Defense attorneys for two men accused of killing a Special Forces soldier plan to reveal one of the agents assigned to the case started a romantic relationship with a witness.
Marine Raider Gunnery Sgt. Mario Madera-Rodriguez and Navy Special Operations Chief Anthony DeDolph face charges including murder in the strangulation death of a Green Beret, Army Staff Sgt. Logan Melgar. Both will appear Monday at a hearing in Norfolk, Virginia to determine if DeDolph and Madera-Rodriguez will face a court-martial.
Colby Vokey, Madera-Rodriguez’s attorney, said Friday that Naval Criminal Investigative Service (NCIS) agent Ethan Pickett was assigned to investigate Melgar’s 2017 death in Mali. While there, Pickett met a female witness in Mali who worked in the intelligence community and allegedly started a relationship, according to Vokey.
“Upon receipt of a credible misconduct allegation, NCIS immediately removed the agent from the investigation and referred the matter for appropriate action, consistent with applicable Human Resources guidelines and policies,” a NCIS spokesman said in a statement. “Out of respect for the ongoing investigative and judicial processes, NCIS will not comment further until those processes have concluded.”
The Navy declined to comment on the case.
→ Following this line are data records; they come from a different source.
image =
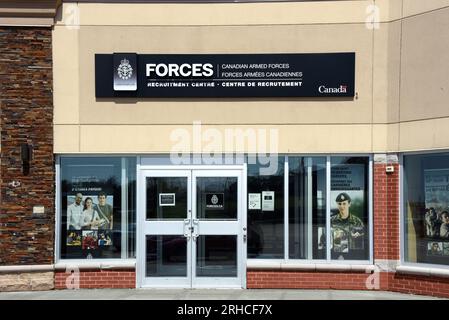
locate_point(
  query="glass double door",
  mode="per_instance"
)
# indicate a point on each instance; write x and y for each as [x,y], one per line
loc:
[192,228]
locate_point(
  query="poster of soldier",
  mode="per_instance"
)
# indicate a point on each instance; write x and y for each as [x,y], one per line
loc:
[348,216]
[436,215]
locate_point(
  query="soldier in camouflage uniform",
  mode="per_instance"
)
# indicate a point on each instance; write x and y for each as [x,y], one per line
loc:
[347,229]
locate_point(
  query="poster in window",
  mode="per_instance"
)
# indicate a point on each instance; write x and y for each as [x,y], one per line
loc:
[254,202]
[167,199]
[89,212]
[89,190]
[104,238]
[90,239]
[436,215]
[74,239]
[348,230]
[267,200]
[434,248]
[214,200]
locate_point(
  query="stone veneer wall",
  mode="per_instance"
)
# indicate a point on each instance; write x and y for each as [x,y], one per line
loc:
[26,116]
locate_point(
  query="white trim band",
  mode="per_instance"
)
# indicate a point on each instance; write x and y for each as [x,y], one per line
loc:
[98,265]
[29,268]
[82,265]
[423,271]
[280,265]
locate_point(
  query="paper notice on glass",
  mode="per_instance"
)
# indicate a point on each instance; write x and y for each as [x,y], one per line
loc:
[267,200]
[167,199]
[254,201]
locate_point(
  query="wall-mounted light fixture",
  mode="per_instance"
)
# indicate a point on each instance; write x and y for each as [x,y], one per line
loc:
[26,153]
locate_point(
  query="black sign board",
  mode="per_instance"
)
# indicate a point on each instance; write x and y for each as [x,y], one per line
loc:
[224,75]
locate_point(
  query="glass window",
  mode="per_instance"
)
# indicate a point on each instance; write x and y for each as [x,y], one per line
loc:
[349,208]
[266,217]
[98,217]
[307,207]
[426,208]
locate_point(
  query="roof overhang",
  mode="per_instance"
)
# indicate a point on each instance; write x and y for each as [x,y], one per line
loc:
[28,12]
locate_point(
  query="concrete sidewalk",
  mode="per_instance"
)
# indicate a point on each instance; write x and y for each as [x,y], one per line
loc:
[207,294]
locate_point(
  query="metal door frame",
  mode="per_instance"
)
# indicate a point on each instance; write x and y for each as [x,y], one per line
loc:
[142,172]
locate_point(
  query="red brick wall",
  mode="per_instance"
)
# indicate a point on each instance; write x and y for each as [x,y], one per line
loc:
[386,213]
[89,279]
[26,116]
[431,286]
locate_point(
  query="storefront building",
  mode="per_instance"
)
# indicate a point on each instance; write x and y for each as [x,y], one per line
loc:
[293,144]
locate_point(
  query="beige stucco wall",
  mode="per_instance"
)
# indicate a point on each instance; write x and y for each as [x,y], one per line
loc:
[391,65]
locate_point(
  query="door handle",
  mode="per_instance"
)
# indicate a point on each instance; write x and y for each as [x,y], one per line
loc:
[187,229]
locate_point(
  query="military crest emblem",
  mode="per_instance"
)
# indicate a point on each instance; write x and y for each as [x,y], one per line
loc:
[124,70]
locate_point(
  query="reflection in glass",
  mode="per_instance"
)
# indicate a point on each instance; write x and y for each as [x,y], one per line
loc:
[266,224]
[216,256]
[307,208]
[349,208]
[216,198]
[166,256]
[166,197]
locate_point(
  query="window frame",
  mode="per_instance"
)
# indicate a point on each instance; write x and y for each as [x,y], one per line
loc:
[402,218]
[328,259]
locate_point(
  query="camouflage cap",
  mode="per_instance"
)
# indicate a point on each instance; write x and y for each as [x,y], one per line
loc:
[343,197]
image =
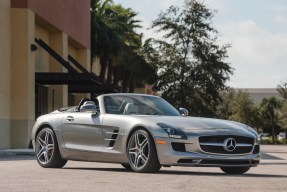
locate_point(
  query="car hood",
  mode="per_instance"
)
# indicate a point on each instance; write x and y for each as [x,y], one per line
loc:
[206,126]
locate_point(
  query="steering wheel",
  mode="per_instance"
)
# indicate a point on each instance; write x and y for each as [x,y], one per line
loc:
[82,102]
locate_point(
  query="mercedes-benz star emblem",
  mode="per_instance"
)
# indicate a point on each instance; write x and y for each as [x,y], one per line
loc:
[229,144]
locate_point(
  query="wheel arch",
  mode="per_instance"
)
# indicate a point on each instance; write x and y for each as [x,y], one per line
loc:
[134,129]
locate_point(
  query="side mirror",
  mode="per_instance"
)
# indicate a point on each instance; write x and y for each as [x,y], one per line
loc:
[183,111]
[88,106]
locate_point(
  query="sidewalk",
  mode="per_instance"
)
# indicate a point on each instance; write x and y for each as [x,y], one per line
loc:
[16,152]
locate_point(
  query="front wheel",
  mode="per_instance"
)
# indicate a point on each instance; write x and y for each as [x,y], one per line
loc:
[47,150]
[234,170]
[142,154]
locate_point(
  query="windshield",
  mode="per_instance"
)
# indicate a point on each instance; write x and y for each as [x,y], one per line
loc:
[138,105]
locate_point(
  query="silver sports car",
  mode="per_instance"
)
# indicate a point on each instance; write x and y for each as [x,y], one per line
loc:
[142,133]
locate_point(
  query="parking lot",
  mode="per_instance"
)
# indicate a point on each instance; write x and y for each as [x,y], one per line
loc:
[22,173]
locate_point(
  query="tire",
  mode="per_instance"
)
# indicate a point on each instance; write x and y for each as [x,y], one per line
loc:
[47,150]
[141,153]
[235,170]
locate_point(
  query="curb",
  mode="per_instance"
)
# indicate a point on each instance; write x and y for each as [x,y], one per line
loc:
[16,152]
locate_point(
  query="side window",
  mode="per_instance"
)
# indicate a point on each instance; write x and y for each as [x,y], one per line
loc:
[97,104]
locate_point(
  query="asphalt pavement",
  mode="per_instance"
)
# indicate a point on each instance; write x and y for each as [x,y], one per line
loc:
[20,172]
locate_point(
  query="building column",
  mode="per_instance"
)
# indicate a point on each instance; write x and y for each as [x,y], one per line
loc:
[59,93]
[5,61]
[84,58]
[22,77]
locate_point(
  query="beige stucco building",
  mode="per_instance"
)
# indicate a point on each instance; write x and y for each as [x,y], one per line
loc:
[33,81]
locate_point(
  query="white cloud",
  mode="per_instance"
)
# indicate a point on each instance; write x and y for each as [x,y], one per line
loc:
[258,56]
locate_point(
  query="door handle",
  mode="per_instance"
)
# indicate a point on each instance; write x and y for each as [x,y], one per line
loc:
[70,118]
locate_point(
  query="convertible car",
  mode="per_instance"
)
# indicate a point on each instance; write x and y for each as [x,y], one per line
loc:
[143,133]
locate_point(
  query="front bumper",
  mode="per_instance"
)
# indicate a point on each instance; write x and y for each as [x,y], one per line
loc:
[194,156]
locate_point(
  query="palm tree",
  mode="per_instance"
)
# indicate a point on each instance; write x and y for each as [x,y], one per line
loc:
[105,41]
[282,90]
[115,41]
[269,108]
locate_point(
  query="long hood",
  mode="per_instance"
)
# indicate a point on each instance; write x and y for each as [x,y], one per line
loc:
[205,126]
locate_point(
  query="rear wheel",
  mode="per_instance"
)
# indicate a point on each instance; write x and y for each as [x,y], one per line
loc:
[47,150]
[235,170]
[142,154]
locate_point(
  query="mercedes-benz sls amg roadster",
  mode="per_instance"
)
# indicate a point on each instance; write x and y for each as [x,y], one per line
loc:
[143,133]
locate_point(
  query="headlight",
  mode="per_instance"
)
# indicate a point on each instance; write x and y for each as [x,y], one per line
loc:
[173,132]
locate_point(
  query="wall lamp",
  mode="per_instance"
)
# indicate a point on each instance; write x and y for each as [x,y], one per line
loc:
[33,47]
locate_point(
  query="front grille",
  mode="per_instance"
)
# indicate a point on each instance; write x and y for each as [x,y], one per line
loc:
[221,138]
[225,162]
[185,161]
[216,145]
[221,150]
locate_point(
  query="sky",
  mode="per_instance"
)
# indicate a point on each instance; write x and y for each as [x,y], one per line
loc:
[256,30]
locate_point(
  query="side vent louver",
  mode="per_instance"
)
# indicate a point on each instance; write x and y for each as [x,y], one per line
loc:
[112,136]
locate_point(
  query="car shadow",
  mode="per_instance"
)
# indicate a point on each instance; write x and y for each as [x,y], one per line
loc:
[178,173]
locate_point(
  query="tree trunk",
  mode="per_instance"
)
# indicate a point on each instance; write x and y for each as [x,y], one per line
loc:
[110,72]
[126,81]
[116,77]
[273,131]
[132,86]
[103,62]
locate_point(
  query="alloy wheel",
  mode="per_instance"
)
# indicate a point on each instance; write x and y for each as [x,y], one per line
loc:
[138,150]
[45,146]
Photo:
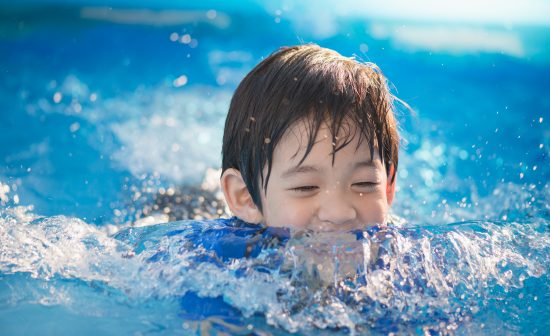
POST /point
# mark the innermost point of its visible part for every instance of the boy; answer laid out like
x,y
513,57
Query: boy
x,y
311,143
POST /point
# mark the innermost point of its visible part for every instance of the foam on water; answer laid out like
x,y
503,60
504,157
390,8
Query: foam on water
x,y
437,278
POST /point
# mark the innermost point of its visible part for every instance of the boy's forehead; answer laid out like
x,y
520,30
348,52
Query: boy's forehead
x,y
295,141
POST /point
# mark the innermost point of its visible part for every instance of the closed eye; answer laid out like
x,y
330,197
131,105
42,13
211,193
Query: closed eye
x,y
305,189
366,184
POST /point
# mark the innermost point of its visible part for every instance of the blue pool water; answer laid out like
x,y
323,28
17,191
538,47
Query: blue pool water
x,y
111,122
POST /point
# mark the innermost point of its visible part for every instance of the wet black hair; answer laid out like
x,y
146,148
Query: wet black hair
x,y
311,84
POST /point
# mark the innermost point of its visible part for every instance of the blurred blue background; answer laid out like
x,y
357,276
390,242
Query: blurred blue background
x,y
103,103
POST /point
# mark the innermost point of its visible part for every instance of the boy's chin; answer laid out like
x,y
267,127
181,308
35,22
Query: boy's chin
x,y
329,227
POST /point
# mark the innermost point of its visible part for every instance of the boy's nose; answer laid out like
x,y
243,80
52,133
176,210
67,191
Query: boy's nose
x,y
336,209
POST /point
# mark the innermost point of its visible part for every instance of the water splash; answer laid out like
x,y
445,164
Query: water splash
x,y
438,278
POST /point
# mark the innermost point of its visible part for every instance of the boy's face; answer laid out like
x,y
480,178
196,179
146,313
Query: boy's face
x,y
320,195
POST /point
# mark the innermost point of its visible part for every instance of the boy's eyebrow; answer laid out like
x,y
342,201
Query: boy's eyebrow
x,y
300,169
366,164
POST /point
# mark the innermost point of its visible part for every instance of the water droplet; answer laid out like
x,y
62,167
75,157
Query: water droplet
x,y
180,81
211,14
185,39
57,97
74,127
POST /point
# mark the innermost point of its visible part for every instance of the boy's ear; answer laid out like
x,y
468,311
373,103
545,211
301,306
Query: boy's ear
x,y
238,198
390,187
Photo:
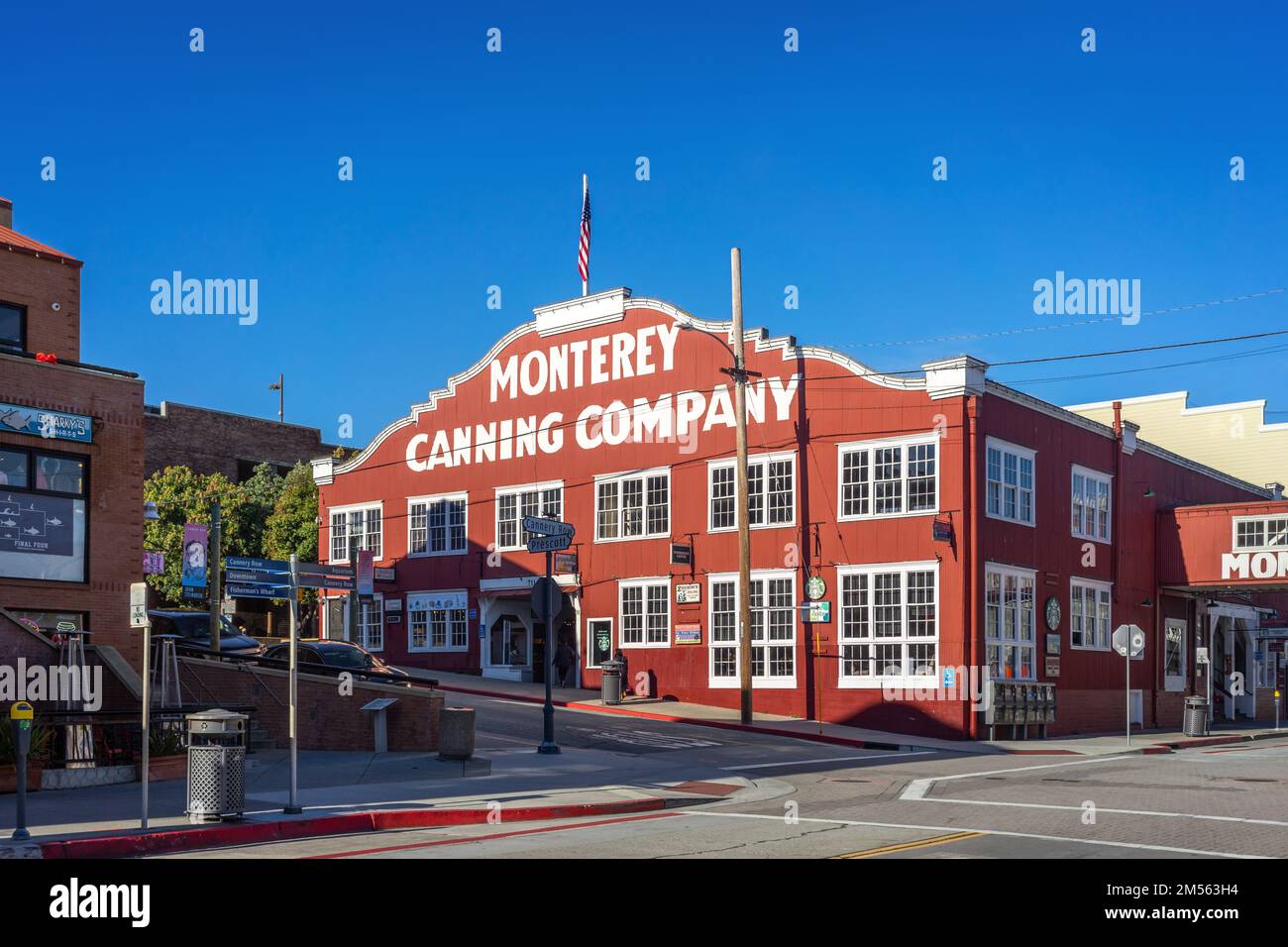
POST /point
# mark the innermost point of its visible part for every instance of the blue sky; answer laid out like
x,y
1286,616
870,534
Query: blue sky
x,y
818,163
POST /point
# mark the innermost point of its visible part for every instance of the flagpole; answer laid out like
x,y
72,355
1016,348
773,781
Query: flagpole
x,y
585,283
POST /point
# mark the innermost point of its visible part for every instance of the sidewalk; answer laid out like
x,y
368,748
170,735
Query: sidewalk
x,y
724,718
353,792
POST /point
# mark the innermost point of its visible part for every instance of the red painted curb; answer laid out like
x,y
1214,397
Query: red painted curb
x,y
348,823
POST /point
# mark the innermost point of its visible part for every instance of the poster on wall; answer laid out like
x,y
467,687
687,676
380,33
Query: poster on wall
x,y
194,536
42,536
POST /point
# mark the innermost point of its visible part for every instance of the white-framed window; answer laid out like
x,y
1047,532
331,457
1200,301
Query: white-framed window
x,y
645,612
632,506
515,502
773,629
357,523
771,492
437,621
1089,615
889,478
436,525
889,624
1010,621
1260,532
1093,493
1010,480
372,622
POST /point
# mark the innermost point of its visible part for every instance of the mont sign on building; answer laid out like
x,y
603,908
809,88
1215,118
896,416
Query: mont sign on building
x,y
928,525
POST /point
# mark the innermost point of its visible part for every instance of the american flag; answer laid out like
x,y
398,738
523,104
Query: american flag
x,y
584,248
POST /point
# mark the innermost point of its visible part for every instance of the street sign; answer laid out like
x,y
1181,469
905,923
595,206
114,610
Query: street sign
x,y
138,604
549,544
548,527
258,590
1128,639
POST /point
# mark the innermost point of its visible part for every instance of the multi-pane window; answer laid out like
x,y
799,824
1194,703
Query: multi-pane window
x,y
771,491
889,622
1089,615
1010,482
773,630
1261,532
1010,622
513,504
1090,504
436,525
634,505
645,613
883,478
436,621
372,624
356,527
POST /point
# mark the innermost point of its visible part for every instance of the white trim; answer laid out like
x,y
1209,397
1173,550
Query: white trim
x,y
877,444
644,583
408,607
1091,474
854,682
1020,453
460,495
1099,586
619,478
764,682
720,463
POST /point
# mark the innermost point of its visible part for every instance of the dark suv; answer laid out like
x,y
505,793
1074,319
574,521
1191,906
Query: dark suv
x,y
193,629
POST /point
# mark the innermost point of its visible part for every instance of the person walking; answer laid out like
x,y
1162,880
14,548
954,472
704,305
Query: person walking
x,y
563,661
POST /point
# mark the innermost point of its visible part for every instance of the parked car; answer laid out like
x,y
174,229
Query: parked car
x,y
193,630
343,656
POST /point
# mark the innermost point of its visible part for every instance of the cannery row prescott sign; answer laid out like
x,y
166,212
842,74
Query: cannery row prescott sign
x,y
589,363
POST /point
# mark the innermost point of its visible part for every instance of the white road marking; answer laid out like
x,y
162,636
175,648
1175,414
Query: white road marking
x,y
832,759
695,813
917,789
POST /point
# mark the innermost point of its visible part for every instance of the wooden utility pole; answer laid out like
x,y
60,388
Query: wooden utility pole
x,y
739,376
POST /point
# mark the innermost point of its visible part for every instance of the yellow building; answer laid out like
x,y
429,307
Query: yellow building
x,y
1233,438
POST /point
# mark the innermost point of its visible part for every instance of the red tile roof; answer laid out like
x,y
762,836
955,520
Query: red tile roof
x,y
12,240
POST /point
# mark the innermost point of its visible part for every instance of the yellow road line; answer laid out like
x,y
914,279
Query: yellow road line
x,y
912,845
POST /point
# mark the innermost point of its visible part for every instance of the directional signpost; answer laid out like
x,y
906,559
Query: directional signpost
x,y
1128,641
548,536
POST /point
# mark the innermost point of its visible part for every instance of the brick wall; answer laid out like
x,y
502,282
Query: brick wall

Pickett did not return a call or text message.
Sources familiar with the case confirmed Pickett and the witness did start a relationship, but they did not reveal what sparked it or if the relationship is still ongoing.
Vokey said the existence of the relationship taints the NCIS investigation into Melgar’s death.
“It surely raises some questions of the veracity of the investigation,” Vokey said.
But Eugene Fidell, a Yale Law School lecturer on military justice, said the alleged romantic relationship isn’t necessarily fatal to the government’s case.
“It’s early in the process,” Fidell said. “I would imagine the government will be able to repair this. It is certainly a headache and it doesn’t put NCIS in a good light.”
DeDolph and Madera-Rodriguez are the last two men charged in the death of Melgar. Two of their teammates, Marine Raider Staff Sgt. Kevin Maxwell and Chief Special Warfare Operator Adam Matthews, have already pleaded guilty in exchange for plea agreements with prosecutors.
Maxwell testified in June that when Melgar ditched the team in Mali’s capital city of Bamako on his way to a party at the French embassy, they hatched a plan to haze him. Matthews said he, along with DeDolph, Maxwell, and Madera-Rodriguez, broke into Logan’s room and taped his arms and legs. At one point, Matthews said, DeDolph applied a choke hold and Logan became unresponsive.
The SEALs tried to resuscitate Melgar with CPR and opened a hole in his throat. They then took Melgar, along with another Green Beret, to a French medical facility, where he was pronounced dead. At the clinic, DeDolph admitted to an embassy official he choked Melgar, according to NBC News and subsequent reports.
Matthews, 33, pleaded guilty to hazing and assault charges and attempts to cover up what happened to Logan and was sentenced in May to one year in military prison. Earlier this month, Maxwell, 29, was sentenced to four years of confinement after pleading guilty in connection with Logan’s death.
Monday’s hearing, called an Article 32, is like a civilian preliminary hearing mixed with a grand jury. The government will present evidence during the Article 32 that a crime was committed and the accused is responsible. Unlike a civilian grand jury, the accused is present and can present witnesses, cross-examine all government witnesses and testify. If the presiding officer finds that a crime has occurred, the case is sent back to the commanding officer who decides if the case will go to court-martial for trial.
Vokey and DeDloph's civilian attorney, Phillip Stackhouse, both expect the case to go to court martial after Monday’s hearing.